Künftig werde man die Techniker für Prothesen vor Ort ausbilden. Außerdem werde Deutschland bei der Behandlung von Quetsch- und Brandverletzungen helfen. „Wenn das ausgebaut ist, wird das Tausende Patienten betreffen“, versprach Lauterbach, der in Lwiw an einer Geberkonferenz für die Ukraine teilnahm.

Bereits jetzt schon habe Deutschlands überlastete Kliniken über das Kleeblattverfahren mehr als 200 Kranke und Verletzte aus der Ukraine aufgenommen. Von insgesamt 620 Hilfeleistungsersuchen auf europäischer Ebene habe Deutschland im Rahmen dieses Verfahrens bereits 220 Patienten zur Behandlung übernommen, sagte ein Sprecher des Bundesgesundheitsministeriums dem „Redaktionsnetzwerk Deutschland“ (Samstagausgaben). „Mehr als 50 weitere Patientenübernahmen werden bald (kriegsbedingt teilweise verzögert) abgeschlossen sein.“

Weiter hieß es: Von den 220 übernommenen Patienten „sind 52 ins Kleeblatt Süd gebracht worden, 50 ins Kleeblatt Nord, 44 ins Kleeblatt Ost, 39 ins Kleeblatt West und 35 ins Kleeblatt Südwest“. Die Patientenverlegungen auf EU-Ebene werden demnach über das EU-Katastrophenschutzverfahren organisiert. Die Übernahme von stationär behandlungsbedürftigen ukrainischen Patienten aus den Nachbarstaaten der Ukraine nach Deutschland koordiniere das Bundesamt für Bevölkerungsschutz und Katastrophenhilfe im Geschäftsbereich des Bundesinnenministeriums gemeinsam mit dem Bundesgesundheitsministerium, dem Robert-Koch-Institut und mit Unterstützung der Bundeswehr.
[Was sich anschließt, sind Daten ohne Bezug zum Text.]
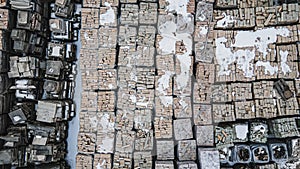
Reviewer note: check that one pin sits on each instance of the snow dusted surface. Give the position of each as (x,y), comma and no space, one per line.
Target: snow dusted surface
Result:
(168,46)
(74,124)
(224,22)
(246,43)
(109,16)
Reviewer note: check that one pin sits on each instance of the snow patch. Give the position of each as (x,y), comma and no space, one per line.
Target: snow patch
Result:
(166,100)
(109,16)
(252,41)
(224,22)
(284,67)
(268,67)
(163,82)
(180,6)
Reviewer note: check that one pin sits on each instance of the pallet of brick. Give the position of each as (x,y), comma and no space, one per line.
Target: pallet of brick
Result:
(126,99)
(202,92)
(145,77)
(289,107)
(287,53)
(89,38)
(269,56)
(125,141)
(107,37)
(265,108)
(164,106)
(164,7)
(148,13)
(127,56)
(107,79)
(182,129)
(187,164)
(144,56)
(163,127)
(202,114)
(106,101)
(105,142)
(127,36)
(165,149)
(90,18)
(91,3)
(84,161)
(205,135)
(4,18)
(165,63)
(164,84)
(145,98)
(86,143)
(204,12)
(229,77)
(205,73)
(88,59)
(183,87)
(143,119)
(186,150)
(124,120)
(221,93)
(245,110)
(114,3)
(108,15)
(89,101)
(128,1)
(105,121)
(226,4)
(129,14)
(263,89)
(209,158)
(223,113)
(288,70)
(142,159)
(204,32)
(146,35)
(103,161)
(291,37)
(241,91)
(89,79)
(182,107)
(144,140)
(122,160)
(106,58)
(266,70)
(289,13)
(164,164)
(88,122)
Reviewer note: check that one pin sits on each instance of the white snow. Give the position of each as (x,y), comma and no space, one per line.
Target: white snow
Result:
(167,46)
(106,123)
(225,57)
(109,16)
(203,30)
(180,6)
(132,98)
(223,23)
(241,131)
(246,43)
(260,38)
(166,100)
(269,69)
(183,103)
(94,122)
(107,145)
(284,67)
(163,82)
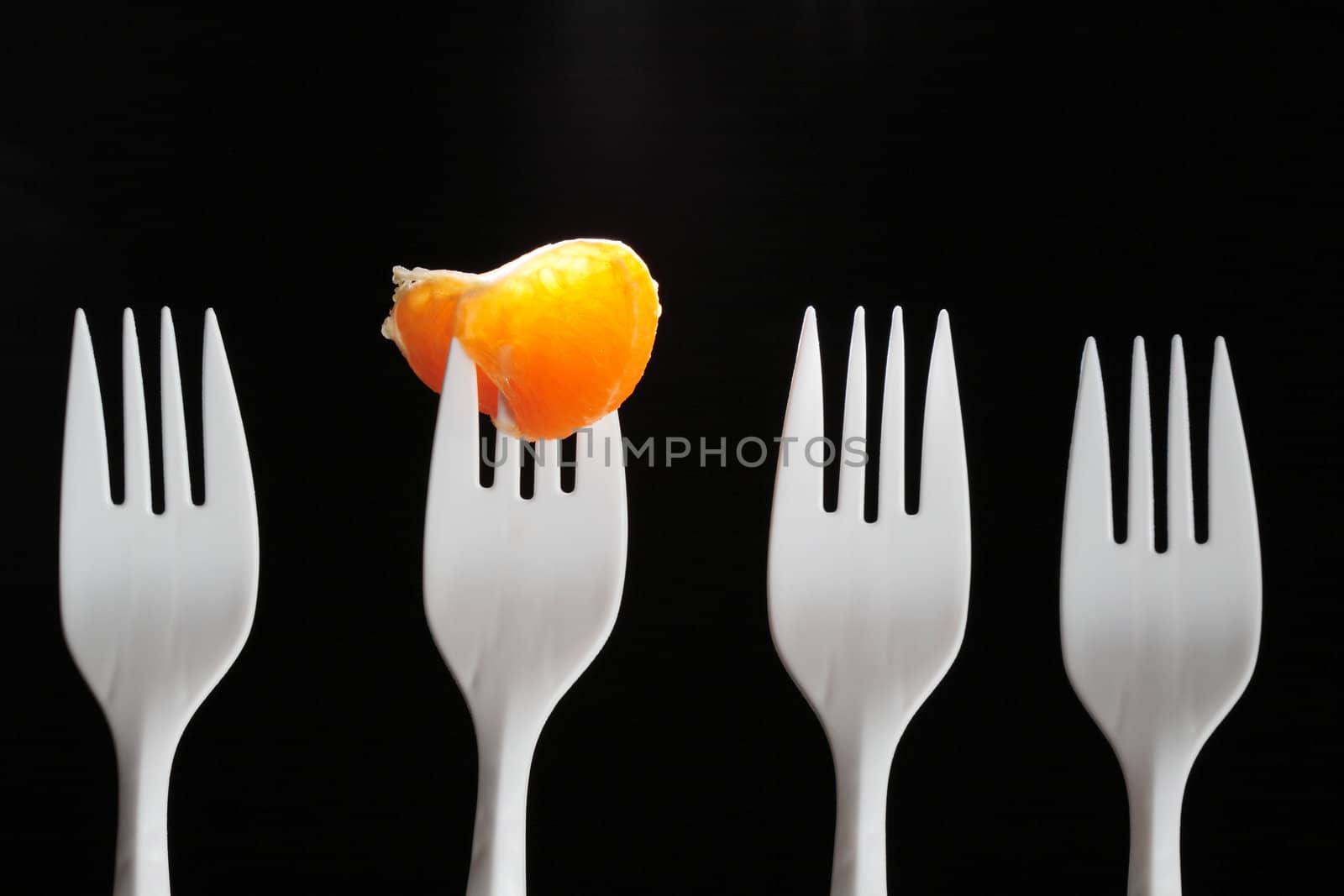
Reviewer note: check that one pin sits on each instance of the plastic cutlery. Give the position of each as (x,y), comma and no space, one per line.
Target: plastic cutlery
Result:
(867,617)
(1159,647)
(155,607)
(521,595)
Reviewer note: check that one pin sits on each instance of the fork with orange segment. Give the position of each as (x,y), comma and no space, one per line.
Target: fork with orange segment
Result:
(521,595)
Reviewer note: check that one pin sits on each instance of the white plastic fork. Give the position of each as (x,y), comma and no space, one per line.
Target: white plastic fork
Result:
(1159,647)
(867,617)
(155,607)
(521,595)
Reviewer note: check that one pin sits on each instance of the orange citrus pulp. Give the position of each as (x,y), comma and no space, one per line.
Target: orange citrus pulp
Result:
(564,332)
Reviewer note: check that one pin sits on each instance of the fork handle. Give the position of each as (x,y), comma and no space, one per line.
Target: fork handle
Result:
(499,841)
(143,774)
(859,867)
(1155,802)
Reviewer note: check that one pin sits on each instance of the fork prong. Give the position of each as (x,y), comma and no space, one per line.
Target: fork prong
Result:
(1139,527)
(1180,497)
(855,422)
(891,477)
(797,484)
(1231,493)
(1088,508)
(600,464)
(84,468)
(134,429)
(508,454)
(454,458)
(546,477)
(944,490)
(176,469)
(228,466)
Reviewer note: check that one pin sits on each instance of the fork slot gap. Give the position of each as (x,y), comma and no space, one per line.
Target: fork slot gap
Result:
(528,477)
(190,329)
(487,453)
(1200,369)
(833,335)
(1159,389)
(105,335)
(569,457)
(875,340)
(924,322)
(1116,385)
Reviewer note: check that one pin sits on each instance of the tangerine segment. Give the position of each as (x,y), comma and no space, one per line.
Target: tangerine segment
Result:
(564,332)
(423,322)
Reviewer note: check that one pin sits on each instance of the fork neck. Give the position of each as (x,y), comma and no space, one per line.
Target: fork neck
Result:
(864,772)
(499,842)
(1156,790)
(144,768)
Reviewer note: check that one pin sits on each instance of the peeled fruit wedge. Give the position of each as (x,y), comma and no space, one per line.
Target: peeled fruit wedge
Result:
(564,332)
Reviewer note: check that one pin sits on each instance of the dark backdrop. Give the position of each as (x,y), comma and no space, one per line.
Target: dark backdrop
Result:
(1108,170)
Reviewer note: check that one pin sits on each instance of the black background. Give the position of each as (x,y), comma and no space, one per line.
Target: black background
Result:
(1106,168)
Der Bund hatte das Kleeblattkonzept nach Beginn der Corona-Pandemie im Frühjahr 2020 erarbeitet, zunächst zur bundesweiten Verlegung von intensivpflichtigen Corona-Erkrankten. Seit März 2022 nutzen Bund und Länder das System zur Verteilung von Menschen, die wegen des Krieges in der Ukraine medizinisch behandelt werden müssen.

Da geht bestimmt noch was, schließlich verlängert der Westen den Krieg in der Ukraine mit seinen Waffenlieferungen bis ins Unendliche. Und Karl Lauterbach wird mit Sicherheit das deutsche Gesundheitssystem weiterhin gerne überlasten. (Mit Material von dts)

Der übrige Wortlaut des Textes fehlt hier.